Re: [PATCH v2] fs: rename S_KERNEL_FILE

From: David Howells
Date: Fri Jan 28 2022 - 05:12:35 EST


Christoph Hellwig <hch@xxxxxx> wrote:

> S_KERNEL_FILE is grossly misnamed. We have plenty of files hold

"held".

> open by the kernel kernel using filp_open.

You said "kernel" twice.

And so what? Cachefiles holds files open by filp_open - but it can only do so
temporarily otherwise EMFILE/ENFILE and OOMs start to become a serious problem
because it could end up holding thousands of files open (one or two of the
xfstests cause this to happen).

Further, holding the file open *doesn't* prevent cachefilesd from trying to
cull the file to make space whilst it's "in use".

Yet further, I'm not holding the directories that form the cache layout open
with filp_open at all - I'm not reading them, so that would just be a waste of
resources - but I really don't want cachefilesd culling them because it sees
they're empty but cachefiles is holding them ready.

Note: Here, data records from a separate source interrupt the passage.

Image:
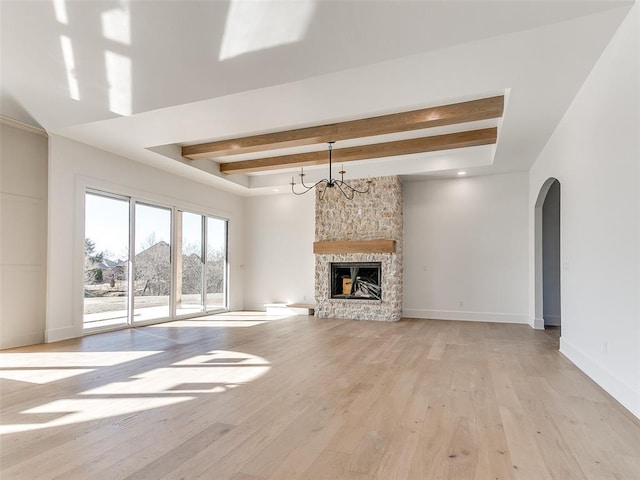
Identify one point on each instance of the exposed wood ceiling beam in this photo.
(482, 109)
(471, 138)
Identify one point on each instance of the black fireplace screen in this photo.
(357, 281)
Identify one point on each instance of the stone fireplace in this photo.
(359, 250)
(356, 280)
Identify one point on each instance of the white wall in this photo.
(75, 166)
(23, 235)
(278, 260)
(465, 242)
(595, 154)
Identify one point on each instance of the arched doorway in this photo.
(548, 263)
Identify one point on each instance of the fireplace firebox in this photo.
(356, 281)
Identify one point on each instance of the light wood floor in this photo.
(242, 397)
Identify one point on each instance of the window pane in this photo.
(216, 263)
(106, 261)
(190, 265)
(152, 266)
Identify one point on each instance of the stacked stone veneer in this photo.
(376, 215)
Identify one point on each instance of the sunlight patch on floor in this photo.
(212, 372)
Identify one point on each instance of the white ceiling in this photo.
(141, 78)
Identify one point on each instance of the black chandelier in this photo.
(347, 190)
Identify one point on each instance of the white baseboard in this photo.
(618, 389)
(466, 316)
(552, 320)
(537, 323)
(59, 334)
(21, 340)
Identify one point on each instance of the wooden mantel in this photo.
(357, 246)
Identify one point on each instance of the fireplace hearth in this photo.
(356, 280)
(364, 234)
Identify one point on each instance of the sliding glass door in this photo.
(106, 261)
(177, 265)
(152, 263)
(190, 264)
(201, 263)
(216, 272)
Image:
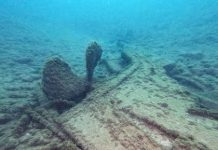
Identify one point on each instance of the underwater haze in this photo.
(108, 74)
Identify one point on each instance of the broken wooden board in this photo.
(137, 109)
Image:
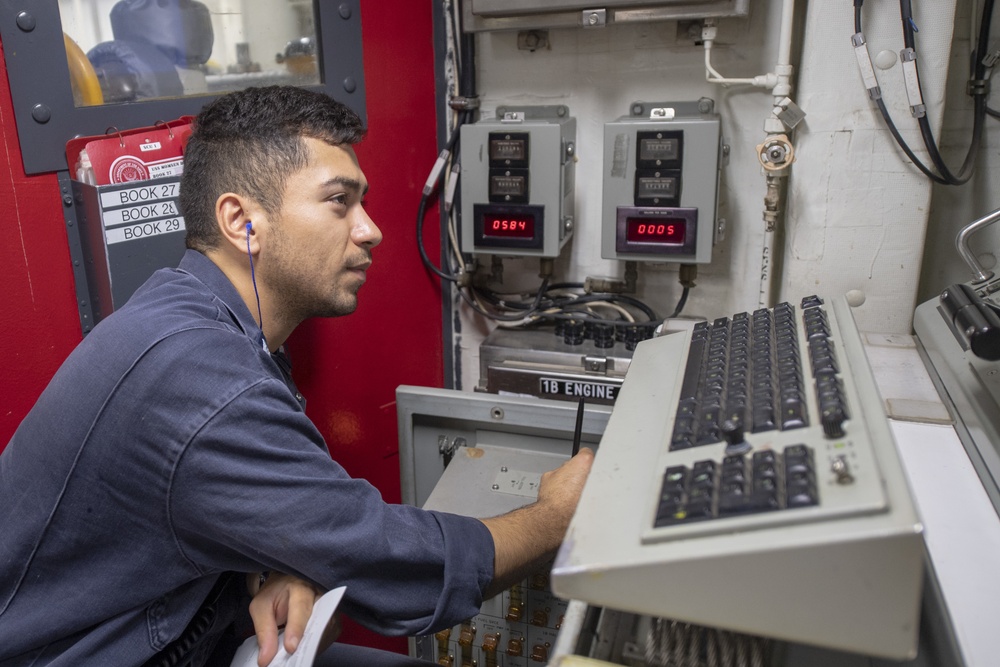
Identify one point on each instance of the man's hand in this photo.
(528, 537)
(285, 600)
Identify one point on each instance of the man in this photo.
(171, 449)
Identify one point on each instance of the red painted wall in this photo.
(347, 368)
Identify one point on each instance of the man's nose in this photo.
(366, 232)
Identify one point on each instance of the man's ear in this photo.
(233, 215)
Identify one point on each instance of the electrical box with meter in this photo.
(517, 182)
(661, 183)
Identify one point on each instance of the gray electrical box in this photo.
(661, 183)
(517, 182)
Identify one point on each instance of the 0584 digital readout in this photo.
(508, 226)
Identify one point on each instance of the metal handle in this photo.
(962, 243)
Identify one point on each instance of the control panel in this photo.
(748, 480)
(661, 173)
(517, 182)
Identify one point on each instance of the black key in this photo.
(675, 479)
(762, 500)
(700, 509)
(802, 496)
(763, 419)
(793, 414)
(692, 371)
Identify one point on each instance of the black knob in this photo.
(573, 332)
(732, 433)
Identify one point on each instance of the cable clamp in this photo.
(464, 103)
(910, 77)
(978, 87)
(865, 66)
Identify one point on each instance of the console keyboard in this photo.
(748, 462)
(747, 371)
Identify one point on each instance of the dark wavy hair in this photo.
(249, 142)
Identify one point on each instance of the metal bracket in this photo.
(594, 18)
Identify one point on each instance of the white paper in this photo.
(305, 654)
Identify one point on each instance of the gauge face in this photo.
(655, 230)
(509, 226)
(508, 149)
(659, 148)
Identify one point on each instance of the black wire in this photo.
(421, 212)
(681, 302)
(977, 72)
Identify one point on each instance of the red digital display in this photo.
(655, 230)
(509, 226)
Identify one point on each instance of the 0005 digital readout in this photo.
(509, 227)
(655, 230)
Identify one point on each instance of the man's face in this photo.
(320, 245)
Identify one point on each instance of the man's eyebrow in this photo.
(348, 183)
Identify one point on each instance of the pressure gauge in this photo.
(517, 182)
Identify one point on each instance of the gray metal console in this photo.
(747, 480)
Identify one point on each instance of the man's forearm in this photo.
(529, 537)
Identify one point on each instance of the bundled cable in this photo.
(978, 89)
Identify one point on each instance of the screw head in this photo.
(26, 21)
(41, 113)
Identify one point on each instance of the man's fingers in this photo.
(300, 603)
(266, 628)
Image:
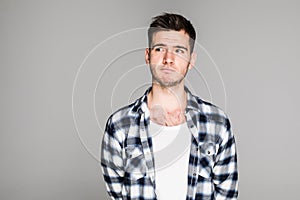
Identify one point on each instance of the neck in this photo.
(167, 104)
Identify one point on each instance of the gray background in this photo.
(255, 45)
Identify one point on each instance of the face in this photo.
(169, 57)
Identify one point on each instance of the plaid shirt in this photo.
(127, 159)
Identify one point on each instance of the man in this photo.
(132, 161)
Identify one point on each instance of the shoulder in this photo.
(213, 113)
(122, 117)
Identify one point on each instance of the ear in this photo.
(193, 60)
(147, 55)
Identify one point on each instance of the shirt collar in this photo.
(141, 105)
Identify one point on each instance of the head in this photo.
(170, 54)
(175, 22)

> This flag OTOH signals the inode as being a special snowflake that
> cachefiles holds onto that can't be unlinked because of ..., erm, pixie
> dust.

Really? I presume you read the explanation I gave of the races that are a
consequence of splitting the driver between the kernel and userspace? I could
avoid them - or at least mitigate them - by keeping my own list of all the
inodes in use by cachefiles so that cachefilesd can query it. I did, in fact,
use to have such a list, but the core kernel already has such lists and the
facilities to translate pathnames into internal objects, so my stuff ought to
be redundant - all I need is one inode flag.

Further, that inode flag can be shared with anyone else who wants to do
something similar. It's just an "I'm using this" lock. There's no particular
reason to limit its use to cachefiles. In fact, it is better if it is then
shared so that in the unlikely event that two drivers try to use the same
file, an error will occur.

I do use it to defend cachefiles against itself also. In the event that
there's a bug or a race and it tries to reuse its own cache - particularly
with something like NFS that can have multiple superblocks for the same
source, just with different I/O parameters, for example - this can lead to
data corruption. I try to defend against it in fscache also, but there can be
delayed effects due to object finalisation being done in the background after
fscache has returned to the netfs.

Now, I do think there's an argument to be made for splitting the flag into
two, as I advanced in a proposed patch. One piece would just be an "I'm using
this", the other would be a "don't delete this" flag. Both are of potential
use to other drivers.

I take it you'd prefer this to be done a different way?

David